Afrique Environnement Plus : Après Rio, l’on se tourne vers le Qatar et une initiative de plus. Ne pensez-vous pas que la tenue de tous ces sommets sur le climat n’est que peine perdue, quand on sait que les conclusions précédentes des Cop 16, 17 et 18 n’ont eu jusqu’à ce jour, aucun impact sur la régulation du climat mondial ?

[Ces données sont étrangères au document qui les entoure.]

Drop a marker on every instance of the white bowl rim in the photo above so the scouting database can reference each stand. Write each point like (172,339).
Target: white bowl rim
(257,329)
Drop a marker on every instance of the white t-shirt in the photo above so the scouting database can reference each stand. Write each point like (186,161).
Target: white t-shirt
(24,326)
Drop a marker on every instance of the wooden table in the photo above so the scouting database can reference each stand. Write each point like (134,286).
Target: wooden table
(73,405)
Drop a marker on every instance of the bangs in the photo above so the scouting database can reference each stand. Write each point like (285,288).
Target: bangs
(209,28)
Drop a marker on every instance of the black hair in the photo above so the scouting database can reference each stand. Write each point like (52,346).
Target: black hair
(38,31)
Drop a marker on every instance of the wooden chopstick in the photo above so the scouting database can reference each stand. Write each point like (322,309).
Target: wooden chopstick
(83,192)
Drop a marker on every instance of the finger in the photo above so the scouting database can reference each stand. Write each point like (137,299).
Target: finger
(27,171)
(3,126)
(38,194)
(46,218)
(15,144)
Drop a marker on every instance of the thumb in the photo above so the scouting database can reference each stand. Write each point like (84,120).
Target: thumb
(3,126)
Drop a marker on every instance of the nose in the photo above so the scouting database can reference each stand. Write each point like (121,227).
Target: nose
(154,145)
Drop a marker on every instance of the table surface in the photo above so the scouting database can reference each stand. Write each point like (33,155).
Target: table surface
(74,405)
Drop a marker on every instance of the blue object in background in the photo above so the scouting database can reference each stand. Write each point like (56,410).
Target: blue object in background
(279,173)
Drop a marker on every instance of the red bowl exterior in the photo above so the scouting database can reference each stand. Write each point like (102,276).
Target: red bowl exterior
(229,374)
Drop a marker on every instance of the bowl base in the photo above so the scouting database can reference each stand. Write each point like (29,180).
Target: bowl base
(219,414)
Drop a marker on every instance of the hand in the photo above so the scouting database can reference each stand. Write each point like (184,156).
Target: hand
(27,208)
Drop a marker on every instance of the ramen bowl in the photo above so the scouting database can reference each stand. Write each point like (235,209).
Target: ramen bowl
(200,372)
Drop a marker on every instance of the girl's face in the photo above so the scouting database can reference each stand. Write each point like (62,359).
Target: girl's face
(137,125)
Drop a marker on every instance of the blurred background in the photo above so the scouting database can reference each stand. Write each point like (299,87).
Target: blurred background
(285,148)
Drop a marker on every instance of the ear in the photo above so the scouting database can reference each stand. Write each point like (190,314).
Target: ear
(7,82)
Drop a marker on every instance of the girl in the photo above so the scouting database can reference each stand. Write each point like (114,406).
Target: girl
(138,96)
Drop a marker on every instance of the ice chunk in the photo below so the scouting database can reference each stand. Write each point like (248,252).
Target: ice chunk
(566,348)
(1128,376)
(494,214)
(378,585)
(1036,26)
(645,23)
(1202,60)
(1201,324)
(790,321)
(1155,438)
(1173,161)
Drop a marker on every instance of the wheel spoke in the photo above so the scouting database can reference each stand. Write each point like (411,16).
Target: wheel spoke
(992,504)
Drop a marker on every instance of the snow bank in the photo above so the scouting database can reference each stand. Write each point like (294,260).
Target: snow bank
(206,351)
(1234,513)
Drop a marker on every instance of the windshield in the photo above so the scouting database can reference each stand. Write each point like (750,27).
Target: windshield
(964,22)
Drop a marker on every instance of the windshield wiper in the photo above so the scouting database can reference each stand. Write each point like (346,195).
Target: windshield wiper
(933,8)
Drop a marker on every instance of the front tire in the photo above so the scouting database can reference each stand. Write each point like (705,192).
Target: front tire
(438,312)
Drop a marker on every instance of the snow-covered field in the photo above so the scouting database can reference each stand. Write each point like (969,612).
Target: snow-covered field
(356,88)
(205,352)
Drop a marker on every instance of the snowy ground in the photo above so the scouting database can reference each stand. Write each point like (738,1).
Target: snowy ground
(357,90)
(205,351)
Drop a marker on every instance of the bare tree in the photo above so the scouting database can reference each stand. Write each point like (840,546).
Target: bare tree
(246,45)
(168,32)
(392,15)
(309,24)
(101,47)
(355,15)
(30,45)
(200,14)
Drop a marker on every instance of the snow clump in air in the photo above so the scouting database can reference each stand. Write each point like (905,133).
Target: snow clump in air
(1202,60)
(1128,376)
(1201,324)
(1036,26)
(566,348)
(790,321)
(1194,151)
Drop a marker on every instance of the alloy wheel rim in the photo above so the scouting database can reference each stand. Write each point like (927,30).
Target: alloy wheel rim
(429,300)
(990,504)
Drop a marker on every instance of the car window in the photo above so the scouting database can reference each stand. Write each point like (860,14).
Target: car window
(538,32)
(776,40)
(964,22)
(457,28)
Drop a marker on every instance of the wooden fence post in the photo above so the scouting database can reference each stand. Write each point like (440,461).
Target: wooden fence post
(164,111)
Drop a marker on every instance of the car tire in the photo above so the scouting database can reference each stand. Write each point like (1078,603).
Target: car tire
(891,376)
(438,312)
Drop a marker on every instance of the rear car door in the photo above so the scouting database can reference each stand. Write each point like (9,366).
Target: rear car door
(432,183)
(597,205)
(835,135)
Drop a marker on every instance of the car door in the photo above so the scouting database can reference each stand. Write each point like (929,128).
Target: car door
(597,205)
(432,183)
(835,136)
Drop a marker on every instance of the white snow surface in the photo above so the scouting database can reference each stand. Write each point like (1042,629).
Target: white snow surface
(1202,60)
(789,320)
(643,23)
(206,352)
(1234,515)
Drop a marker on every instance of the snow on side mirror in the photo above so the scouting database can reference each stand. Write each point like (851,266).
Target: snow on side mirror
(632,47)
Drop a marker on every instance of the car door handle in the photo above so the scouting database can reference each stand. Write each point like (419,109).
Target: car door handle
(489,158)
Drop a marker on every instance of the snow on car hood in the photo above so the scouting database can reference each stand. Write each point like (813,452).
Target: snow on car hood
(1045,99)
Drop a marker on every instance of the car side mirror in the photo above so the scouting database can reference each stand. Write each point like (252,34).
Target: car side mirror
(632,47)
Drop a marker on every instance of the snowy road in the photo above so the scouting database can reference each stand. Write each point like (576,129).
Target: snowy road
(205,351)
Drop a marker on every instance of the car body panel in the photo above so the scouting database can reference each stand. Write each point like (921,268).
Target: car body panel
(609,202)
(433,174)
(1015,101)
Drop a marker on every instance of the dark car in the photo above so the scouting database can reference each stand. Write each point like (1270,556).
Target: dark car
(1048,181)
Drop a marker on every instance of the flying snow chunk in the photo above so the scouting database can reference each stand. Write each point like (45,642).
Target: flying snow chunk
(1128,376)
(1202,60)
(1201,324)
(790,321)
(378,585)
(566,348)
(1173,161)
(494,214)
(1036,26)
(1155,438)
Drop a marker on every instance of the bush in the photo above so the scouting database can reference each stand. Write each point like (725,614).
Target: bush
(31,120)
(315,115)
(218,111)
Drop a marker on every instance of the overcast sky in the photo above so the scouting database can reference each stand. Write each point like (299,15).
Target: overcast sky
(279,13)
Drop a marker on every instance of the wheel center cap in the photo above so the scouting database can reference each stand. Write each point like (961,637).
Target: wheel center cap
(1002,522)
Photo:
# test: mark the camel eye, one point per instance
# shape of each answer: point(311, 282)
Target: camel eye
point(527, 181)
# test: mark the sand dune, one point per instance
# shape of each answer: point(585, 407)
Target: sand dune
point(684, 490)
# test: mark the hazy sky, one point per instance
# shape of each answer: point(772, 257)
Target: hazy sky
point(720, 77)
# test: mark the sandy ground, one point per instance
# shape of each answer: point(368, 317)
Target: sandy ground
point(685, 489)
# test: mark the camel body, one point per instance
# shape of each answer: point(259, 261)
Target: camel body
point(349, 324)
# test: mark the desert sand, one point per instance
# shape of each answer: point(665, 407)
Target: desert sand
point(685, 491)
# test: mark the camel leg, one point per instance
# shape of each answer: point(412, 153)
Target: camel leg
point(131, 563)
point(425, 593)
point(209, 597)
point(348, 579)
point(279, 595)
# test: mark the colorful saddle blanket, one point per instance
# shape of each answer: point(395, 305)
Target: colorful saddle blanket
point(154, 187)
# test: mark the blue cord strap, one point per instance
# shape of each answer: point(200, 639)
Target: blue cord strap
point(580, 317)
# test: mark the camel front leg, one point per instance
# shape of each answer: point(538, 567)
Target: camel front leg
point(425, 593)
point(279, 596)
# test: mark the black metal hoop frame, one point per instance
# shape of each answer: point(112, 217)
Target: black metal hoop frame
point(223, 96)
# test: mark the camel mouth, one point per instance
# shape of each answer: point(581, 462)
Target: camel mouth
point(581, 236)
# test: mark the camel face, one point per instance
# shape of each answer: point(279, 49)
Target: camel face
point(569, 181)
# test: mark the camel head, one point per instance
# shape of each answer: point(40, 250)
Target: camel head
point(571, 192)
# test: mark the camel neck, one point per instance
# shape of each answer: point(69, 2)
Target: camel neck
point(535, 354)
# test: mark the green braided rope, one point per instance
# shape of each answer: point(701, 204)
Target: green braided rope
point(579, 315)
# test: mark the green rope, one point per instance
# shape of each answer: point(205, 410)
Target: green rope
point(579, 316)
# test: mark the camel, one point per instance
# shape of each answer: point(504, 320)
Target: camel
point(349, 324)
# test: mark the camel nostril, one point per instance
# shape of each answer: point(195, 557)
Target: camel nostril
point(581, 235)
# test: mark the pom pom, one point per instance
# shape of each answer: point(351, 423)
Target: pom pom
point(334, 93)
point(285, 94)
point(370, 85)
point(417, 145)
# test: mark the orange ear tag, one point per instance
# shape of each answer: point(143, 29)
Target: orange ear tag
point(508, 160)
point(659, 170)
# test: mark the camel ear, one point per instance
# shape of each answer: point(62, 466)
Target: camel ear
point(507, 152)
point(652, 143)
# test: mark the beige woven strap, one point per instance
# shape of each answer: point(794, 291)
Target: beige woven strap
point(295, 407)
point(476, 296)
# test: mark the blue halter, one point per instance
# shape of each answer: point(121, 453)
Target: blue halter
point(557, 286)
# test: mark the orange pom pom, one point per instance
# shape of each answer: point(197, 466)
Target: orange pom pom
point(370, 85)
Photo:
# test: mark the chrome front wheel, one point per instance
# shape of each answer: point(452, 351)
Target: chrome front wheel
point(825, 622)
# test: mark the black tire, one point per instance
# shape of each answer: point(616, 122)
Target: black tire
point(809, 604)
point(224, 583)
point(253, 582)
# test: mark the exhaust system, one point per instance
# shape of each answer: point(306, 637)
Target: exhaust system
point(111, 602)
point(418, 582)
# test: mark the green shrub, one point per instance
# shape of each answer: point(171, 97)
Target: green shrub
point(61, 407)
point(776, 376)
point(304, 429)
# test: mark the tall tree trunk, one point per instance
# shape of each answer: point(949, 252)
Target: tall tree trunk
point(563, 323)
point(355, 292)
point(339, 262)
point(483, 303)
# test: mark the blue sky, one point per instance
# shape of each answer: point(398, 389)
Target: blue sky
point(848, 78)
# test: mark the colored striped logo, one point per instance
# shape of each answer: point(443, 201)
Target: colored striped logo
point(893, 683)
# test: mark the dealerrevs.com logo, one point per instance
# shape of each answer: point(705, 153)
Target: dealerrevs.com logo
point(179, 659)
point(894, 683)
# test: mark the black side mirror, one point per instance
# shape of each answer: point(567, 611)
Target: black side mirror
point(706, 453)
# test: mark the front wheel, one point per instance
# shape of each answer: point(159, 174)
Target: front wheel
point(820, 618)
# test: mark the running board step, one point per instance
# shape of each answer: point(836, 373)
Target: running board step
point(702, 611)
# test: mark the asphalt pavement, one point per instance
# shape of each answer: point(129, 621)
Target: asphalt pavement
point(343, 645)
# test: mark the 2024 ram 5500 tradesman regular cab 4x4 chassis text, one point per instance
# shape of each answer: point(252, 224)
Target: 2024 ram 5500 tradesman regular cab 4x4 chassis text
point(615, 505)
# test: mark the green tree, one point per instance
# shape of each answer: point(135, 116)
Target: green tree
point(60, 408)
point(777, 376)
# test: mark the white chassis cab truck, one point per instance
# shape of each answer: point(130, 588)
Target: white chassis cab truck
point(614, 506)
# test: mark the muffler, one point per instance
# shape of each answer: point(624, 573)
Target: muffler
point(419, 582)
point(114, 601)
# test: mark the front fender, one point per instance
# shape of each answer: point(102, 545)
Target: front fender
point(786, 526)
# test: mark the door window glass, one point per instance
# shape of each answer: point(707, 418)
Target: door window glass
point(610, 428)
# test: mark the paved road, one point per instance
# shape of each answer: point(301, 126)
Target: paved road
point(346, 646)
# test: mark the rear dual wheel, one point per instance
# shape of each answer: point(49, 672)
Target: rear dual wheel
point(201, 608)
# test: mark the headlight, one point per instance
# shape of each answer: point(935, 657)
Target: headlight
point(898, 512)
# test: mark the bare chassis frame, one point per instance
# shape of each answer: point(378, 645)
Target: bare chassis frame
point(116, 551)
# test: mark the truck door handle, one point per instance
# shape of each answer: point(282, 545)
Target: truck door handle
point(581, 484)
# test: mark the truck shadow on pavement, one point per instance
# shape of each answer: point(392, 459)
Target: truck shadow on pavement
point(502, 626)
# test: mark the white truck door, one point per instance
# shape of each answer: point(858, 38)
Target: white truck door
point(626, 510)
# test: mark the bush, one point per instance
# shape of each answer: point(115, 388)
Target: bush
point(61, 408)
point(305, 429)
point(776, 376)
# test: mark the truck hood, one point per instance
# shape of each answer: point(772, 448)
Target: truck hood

Henri DJOMBO : Je ne crois pas que nous puissions baisser les bras, malgré les échecs enregistrés lors des précédentes conférences des parties sur le changement climatique. Il y a lieu de dire que l’on constate quand même quelques évolutions progressives vers un accord international contraignant sur le climat. Si à Bali, on a lancé timidement le concept de REDD+ dans le cadre du régime  climat, qu’à Copenhague, on s’est lancé vers les financements innovants et  particulièrement les fonds Fast Start, qu’à Cancun, on a adopté la création du Fonds Vert, on a décidé à  Durban, de l’opérationnalisation de ce fonds. Je crois qu’on avance pas à pas sur le protocole de Kyoto et l’accord de coopération, puis à long terme, sur le changement climatique. Il y a donc petit à petit un dégel qui se fait. Et déjà, qu’on accepte une deuxième période d’engagement post Kyoto dont la durée reste à déterminer, ce que nous allons  faire à Doha, entre 5 et 8 ans. Nous trouverons un compromis pour le terme qui conviendra, et en même temps, on devra obtenir un consensus sur les niveaux de réduction des émissions de gaz à effet de serre par les pays industrialisés. On commencera par l’Europe, qui présente une volonté plus flexible que d’autres pays industrialisés. Et avec les pays émergents, nous allons continuer le débat pour qu’on fasse bouger la machine vers la signature d’un accord international contraignant sur le tout.